Eilat The Biblical City

When thinking of Biblical cities, what usually comes to mind? Jerusalem, Chevron, Shechem…Eilat?


Although you may not think of Eilat as a holy city, it is in fact a Biblical city mentioned in Parshat Dvarim 2:8: “We passed over from our brothers the descendents of Esav, who live in Seir, from the Arava road, from Eilat and from Etziyon Gaver…”


Eilat is also mentioned in the Book of Melachim, Kings I, 9:26: “And King Shlomo made a ship in Etzion Gaver, which is beside Elat on the shore of Yam Suf in the land of Edom.”


In Kings II, 14:21-22 we see that Eilat was in Jewish hands: “And all the people of Yehuda took Azarya who was sixteen years old and made him king instead of his father Amatzyahu. He built Eilat and restored it to Yehuda after the king slept with his fathers.”


Unfortunately, it was taken away in Kings II, 16:6: “At that time Rezin king of Aram recovered Eilat to Aram and drove the men of Yehuda from Elat and the Adomim came to Eilat and dwelt there to this day.”


In 1949, Eilat became part of Israel once again.


When we trace the original Biblical borders of Israel we actually find that Elat and part of the Arava desert were below the Biblical borders and may not be considered part of the Land of Israel.


Why is it important for us to know if Eilat and the Arava desert were actually part of the Land or not?


If they are not considered part of the Land then the agricultural mitzvoth such as Shmitta would not apply, meaning that one would be able to grow produce there during the Shmitta (Sabbatical) year.


If they are considered part of the Land then all of the mitzvoth that apply to the Land of Israel would also apply there.


According to the book Katif Shviit which outlines the laws of Shmitta:

 “One may not work the Land that had already been conquered in the time of the First Beit HaMikdash (Temple). According to most authorities, these borders include the entire Modern State of Israel and beyond.”

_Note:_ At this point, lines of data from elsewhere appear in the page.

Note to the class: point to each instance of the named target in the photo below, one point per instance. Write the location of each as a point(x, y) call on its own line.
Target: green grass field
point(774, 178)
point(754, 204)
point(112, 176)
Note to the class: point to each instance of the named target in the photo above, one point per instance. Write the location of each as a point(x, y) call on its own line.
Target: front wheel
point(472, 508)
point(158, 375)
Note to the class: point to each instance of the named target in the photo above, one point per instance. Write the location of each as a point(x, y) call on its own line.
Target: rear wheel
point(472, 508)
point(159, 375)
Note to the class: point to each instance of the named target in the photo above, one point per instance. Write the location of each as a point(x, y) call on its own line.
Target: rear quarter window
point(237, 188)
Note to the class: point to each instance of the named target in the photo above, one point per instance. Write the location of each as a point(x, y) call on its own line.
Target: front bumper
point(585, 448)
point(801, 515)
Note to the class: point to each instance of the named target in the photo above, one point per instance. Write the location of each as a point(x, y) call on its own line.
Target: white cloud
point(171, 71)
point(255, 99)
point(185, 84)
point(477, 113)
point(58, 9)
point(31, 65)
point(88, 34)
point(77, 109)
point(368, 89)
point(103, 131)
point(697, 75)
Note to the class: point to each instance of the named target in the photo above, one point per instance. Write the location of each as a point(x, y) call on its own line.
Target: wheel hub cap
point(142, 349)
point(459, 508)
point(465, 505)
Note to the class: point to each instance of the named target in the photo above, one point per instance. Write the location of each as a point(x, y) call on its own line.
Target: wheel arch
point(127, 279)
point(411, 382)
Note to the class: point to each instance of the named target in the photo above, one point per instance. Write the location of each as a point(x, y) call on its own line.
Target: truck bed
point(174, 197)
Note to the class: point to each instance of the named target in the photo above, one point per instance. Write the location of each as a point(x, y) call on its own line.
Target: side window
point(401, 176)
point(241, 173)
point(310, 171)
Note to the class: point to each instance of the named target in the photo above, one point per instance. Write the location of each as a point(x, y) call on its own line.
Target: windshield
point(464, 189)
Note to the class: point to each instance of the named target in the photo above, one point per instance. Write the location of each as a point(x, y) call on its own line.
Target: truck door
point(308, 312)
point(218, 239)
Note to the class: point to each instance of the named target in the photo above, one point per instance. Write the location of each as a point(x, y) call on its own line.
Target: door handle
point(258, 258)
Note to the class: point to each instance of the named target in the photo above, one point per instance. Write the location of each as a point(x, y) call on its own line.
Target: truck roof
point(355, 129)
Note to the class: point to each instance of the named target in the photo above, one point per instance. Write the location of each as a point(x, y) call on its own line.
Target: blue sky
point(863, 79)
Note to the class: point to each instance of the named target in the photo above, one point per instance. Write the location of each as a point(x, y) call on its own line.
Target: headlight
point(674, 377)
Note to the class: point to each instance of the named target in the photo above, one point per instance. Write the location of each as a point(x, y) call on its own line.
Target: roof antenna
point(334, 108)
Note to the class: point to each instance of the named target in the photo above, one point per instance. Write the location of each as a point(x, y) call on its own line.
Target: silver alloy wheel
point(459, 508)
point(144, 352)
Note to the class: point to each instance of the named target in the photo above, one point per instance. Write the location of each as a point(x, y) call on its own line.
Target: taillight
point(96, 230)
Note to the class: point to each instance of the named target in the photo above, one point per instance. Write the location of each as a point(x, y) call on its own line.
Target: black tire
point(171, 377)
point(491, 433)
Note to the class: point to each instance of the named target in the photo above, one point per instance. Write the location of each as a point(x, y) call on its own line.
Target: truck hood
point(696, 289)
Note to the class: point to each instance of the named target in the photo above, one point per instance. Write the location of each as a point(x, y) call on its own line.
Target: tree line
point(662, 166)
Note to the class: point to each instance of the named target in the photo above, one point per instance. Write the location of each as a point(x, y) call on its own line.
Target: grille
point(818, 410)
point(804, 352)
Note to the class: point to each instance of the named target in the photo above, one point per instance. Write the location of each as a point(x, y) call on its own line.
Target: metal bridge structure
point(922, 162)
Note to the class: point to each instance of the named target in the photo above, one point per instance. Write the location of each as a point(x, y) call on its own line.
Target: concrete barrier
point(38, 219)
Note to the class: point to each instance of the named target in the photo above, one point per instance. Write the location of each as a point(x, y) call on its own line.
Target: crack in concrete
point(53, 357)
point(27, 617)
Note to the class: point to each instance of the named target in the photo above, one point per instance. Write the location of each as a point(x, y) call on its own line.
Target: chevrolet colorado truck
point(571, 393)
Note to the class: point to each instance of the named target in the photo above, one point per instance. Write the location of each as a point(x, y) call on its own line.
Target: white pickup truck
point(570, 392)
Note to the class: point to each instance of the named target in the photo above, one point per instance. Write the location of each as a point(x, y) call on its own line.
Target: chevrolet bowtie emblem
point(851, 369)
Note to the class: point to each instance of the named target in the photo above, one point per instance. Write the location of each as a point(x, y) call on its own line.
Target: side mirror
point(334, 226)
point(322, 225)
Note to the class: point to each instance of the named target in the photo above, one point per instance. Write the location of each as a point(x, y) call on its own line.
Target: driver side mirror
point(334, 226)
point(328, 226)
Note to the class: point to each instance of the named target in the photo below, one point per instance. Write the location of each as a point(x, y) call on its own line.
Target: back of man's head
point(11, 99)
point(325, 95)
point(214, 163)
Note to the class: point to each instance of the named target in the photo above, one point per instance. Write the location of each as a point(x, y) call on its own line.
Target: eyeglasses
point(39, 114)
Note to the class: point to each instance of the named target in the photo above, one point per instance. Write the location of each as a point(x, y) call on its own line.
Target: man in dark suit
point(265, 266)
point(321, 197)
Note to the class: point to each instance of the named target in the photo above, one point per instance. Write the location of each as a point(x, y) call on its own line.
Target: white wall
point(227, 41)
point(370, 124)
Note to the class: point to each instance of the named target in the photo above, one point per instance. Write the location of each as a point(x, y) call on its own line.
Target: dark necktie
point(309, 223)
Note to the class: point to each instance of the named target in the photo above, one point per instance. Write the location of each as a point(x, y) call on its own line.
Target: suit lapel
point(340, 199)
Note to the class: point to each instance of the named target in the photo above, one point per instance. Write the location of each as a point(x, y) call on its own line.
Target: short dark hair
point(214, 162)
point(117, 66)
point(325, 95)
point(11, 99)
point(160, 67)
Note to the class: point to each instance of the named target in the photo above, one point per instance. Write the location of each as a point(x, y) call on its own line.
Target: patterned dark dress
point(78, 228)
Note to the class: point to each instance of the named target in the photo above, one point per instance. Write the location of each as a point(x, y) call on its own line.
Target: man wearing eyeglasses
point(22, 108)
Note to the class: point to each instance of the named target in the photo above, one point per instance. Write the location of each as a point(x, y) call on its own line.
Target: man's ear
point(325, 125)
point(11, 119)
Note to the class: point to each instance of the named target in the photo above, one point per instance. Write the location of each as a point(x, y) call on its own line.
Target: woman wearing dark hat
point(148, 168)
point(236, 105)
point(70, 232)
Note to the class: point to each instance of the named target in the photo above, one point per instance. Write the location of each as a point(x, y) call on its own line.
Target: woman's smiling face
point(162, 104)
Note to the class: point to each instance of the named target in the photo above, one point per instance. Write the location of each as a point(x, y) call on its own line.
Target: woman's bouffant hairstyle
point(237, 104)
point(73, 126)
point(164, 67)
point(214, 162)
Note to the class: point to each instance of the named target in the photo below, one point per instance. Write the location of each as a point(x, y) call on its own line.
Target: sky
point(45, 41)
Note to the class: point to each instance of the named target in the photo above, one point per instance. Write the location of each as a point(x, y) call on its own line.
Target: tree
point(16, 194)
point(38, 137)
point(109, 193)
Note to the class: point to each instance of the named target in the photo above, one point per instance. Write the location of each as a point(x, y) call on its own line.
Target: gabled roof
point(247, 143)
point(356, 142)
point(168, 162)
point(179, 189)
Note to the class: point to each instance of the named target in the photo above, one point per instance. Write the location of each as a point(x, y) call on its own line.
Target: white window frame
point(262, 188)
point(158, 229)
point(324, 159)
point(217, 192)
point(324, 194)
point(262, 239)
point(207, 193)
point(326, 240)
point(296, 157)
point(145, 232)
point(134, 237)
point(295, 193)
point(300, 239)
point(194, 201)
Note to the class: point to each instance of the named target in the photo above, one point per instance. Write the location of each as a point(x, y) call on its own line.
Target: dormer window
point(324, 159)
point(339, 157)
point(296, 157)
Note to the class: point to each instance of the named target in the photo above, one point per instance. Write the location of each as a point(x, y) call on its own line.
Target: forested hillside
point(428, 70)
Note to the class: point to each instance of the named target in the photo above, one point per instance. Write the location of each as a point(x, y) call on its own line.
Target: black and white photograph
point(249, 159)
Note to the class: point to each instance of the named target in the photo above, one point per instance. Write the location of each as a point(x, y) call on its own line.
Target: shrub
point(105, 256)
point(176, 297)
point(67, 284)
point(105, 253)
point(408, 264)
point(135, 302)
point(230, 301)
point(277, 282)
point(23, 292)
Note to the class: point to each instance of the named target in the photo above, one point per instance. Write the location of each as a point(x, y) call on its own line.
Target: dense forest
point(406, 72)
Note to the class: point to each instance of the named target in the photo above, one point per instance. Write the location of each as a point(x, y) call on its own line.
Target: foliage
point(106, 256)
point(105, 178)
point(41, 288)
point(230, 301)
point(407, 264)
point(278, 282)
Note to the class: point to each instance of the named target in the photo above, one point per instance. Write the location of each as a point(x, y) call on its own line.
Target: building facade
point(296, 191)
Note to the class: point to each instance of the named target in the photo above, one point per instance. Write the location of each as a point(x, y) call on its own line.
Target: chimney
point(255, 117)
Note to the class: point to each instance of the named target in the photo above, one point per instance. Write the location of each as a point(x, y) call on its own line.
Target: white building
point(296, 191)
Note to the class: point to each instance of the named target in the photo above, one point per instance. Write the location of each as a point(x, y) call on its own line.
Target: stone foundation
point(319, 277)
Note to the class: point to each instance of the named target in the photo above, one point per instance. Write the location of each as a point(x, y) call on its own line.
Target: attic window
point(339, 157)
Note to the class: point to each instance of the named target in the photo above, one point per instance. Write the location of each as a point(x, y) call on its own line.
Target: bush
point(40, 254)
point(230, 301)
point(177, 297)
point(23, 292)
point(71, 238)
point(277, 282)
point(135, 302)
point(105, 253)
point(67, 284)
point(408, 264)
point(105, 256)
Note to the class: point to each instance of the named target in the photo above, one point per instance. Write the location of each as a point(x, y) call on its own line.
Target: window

HaGrim Tokchinsky in his book Sefer Eretz Yisrael states: Eilat and its surrounding areas are included in the borders of Olei Mitzrayim (from when B’nai Yisrael first entered the Land of Israel after the Exodus from Egypt) and there is no leniency to work the land there during the Shmitta year. The proof is found in Shmot 23:31: “And I will set thy bounds from the Sea of Suf (Red Sea) even to the Sea of Plishtim (Mediterranean) and from the desert to the river…”


There are other Rabbis who are lenient on this issue.


We see from here that Eilat is not just a city of snorkeling and sunbathing. It is a Biblical city which is at the center of Halachic debates and now boasts many synagogues, mikvas and Kosher hotels and restaurants.